Alabanza de su voz



Me gustaba su voz que repatriaba
pájaros amarillos
porque la suya
no era una voz austera,
una voz astringente o temerosa
sino una voz en vuelo,
un estallido en vuelo,
un mar que se volaba hacia la hondura
como un pez delirante y neptuniano.

No era una voz sin viento,
semioculta en los rincones para no mostrarse
y driblando con la tontería sus ganas de decir.

Por el contrario
su voz era un recurso de promesas,
una labranza desaforada de predilecciones
dentro de una chistera de hacer rendir el pan.

Su voz era tan rara
que en ella sonaba bien hasta un rebuzno
y por qué no decirlo:
tenía una voz de seducir madrastras tristes.
Una voz de esas voces que quieren los poetas
para hacerse famosos a estocada de versos.
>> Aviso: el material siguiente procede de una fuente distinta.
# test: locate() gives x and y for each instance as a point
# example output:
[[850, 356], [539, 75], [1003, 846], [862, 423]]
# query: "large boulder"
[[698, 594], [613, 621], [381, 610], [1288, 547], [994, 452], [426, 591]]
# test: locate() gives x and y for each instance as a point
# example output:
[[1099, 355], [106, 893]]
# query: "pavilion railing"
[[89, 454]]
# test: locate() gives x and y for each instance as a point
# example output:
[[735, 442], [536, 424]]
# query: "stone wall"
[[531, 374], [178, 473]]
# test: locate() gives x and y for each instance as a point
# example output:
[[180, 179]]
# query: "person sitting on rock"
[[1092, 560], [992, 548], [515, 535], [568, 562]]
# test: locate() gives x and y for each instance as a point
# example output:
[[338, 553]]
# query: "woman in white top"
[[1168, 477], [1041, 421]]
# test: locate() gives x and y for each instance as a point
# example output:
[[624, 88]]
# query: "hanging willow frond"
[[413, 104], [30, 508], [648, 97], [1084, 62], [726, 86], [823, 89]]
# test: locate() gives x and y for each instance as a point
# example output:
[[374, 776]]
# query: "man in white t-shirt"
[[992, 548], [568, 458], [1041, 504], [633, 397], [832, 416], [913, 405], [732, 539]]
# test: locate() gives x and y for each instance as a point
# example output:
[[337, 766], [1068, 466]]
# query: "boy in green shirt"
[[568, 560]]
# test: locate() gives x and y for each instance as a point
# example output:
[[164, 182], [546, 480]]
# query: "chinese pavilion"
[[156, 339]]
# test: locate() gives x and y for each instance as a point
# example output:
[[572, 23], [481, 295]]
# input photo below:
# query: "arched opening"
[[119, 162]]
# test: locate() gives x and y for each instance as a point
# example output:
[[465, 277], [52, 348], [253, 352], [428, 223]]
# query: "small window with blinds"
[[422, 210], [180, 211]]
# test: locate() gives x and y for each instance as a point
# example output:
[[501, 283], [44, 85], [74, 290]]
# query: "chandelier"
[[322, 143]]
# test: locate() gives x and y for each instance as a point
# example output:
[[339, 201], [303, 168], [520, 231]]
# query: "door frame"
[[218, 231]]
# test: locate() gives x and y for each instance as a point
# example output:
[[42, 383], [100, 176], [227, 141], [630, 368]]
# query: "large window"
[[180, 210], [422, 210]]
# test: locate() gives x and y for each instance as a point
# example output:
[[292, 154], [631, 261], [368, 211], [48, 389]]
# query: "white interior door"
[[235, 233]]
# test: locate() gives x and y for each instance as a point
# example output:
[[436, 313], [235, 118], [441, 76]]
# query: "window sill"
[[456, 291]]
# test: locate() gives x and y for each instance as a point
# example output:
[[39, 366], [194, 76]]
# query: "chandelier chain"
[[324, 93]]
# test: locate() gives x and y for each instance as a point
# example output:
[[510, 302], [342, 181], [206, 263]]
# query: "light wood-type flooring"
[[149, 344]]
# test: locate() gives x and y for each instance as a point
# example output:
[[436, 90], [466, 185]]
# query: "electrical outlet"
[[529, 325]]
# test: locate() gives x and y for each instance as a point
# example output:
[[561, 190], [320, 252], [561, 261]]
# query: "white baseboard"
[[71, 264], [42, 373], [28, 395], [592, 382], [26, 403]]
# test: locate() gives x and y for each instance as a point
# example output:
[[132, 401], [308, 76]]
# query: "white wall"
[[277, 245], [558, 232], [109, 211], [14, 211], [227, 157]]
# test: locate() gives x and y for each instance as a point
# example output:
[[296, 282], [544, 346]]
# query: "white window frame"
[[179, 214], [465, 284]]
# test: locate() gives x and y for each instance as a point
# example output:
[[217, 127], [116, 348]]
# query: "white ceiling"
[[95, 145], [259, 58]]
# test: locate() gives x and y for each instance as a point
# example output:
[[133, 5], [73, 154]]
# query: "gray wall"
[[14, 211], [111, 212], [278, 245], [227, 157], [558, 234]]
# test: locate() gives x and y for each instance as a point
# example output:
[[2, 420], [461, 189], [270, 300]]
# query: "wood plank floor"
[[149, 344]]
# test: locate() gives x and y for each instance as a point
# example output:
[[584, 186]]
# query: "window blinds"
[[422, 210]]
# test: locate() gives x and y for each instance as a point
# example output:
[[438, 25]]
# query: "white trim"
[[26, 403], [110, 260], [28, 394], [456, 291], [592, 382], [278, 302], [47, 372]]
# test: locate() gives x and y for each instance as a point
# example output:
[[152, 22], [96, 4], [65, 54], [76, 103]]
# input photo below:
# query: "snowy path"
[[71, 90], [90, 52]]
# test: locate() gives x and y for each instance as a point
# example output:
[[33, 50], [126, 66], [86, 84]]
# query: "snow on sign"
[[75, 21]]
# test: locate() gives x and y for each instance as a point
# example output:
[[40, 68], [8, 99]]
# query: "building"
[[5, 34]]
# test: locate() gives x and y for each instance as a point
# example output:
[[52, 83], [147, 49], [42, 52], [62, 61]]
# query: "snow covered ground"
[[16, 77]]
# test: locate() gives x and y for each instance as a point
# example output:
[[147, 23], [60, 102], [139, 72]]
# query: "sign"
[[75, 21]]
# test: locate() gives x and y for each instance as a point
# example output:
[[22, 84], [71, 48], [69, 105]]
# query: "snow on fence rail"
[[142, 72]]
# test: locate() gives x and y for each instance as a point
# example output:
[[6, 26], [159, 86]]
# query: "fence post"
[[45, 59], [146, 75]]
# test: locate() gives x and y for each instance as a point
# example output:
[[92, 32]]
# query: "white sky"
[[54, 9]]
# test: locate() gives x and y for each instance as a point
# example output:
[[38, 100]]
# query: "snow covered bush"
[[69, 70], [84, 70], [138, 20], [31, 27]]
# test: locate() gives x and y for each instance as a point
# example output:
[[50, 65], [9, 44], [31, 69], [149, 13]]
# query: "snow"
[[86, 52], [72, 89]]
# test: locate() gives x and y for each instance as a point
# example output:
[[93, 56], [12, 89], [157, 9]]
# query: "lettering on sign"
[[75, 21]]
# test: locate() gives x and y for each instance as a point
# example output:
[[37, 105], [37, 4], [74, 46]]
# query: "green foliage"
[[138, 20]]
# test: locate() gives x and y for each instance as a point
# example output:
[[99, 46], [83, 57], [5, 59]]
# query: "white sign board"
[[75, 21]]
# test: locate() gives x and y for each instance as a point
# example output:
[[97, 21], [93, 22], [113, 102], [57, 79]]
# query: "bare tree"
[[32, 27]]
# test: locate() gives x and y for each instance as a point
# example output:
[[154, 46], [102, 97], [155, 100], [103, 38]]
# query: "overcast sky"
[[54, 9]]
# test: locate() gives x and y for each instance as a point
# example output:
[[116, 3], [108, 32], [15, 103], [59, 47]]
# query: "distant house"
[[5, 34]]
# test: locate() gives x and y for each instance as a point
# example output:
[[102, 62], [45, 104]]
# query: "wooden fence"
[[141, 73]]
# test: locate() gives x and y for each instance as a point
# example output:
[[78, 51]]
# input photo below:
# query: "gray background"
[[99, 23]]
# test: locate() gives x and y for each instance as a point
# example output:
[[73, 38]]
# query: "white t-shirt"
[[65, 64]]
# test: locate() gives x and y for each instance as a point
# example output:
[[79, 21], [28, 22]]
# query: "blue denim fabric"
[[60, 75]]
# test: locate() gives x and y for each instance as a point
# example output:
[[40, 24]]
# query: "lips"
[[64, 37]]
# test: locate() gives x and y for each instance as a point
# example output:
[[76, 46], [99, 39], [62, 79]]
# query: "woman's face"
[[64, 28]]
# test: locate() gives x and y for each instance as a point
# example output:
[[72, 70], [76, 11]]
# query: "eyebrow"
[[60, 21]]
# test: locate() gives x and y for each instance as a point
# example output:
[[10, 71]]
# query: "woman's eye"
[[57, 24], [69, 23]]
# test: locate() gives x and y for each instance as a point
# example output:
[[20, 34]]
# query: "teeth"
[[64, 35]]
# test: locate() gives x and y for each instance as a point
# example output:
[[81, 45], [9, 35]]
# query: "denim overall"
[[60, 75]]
Una voz bruja o una voz embrujada
en que plantar olivos o maquetar diez barcos.

Me gustaba esa voz que nunca iba a ser mía
por más que yo esmerara mis maderas
o tejiera edredones de largas lanas mágicas.
Todo se entiende el día en que el cartero dice:
“hoy no hay carta”
y lo repite también al día siguiente,
la siguiente semana y la que sigue
y lo repite aún después del mes.

Al revés de Sabina,
para decir adiós no hubo motivos.


Eso es algo que ocurre, simplemente.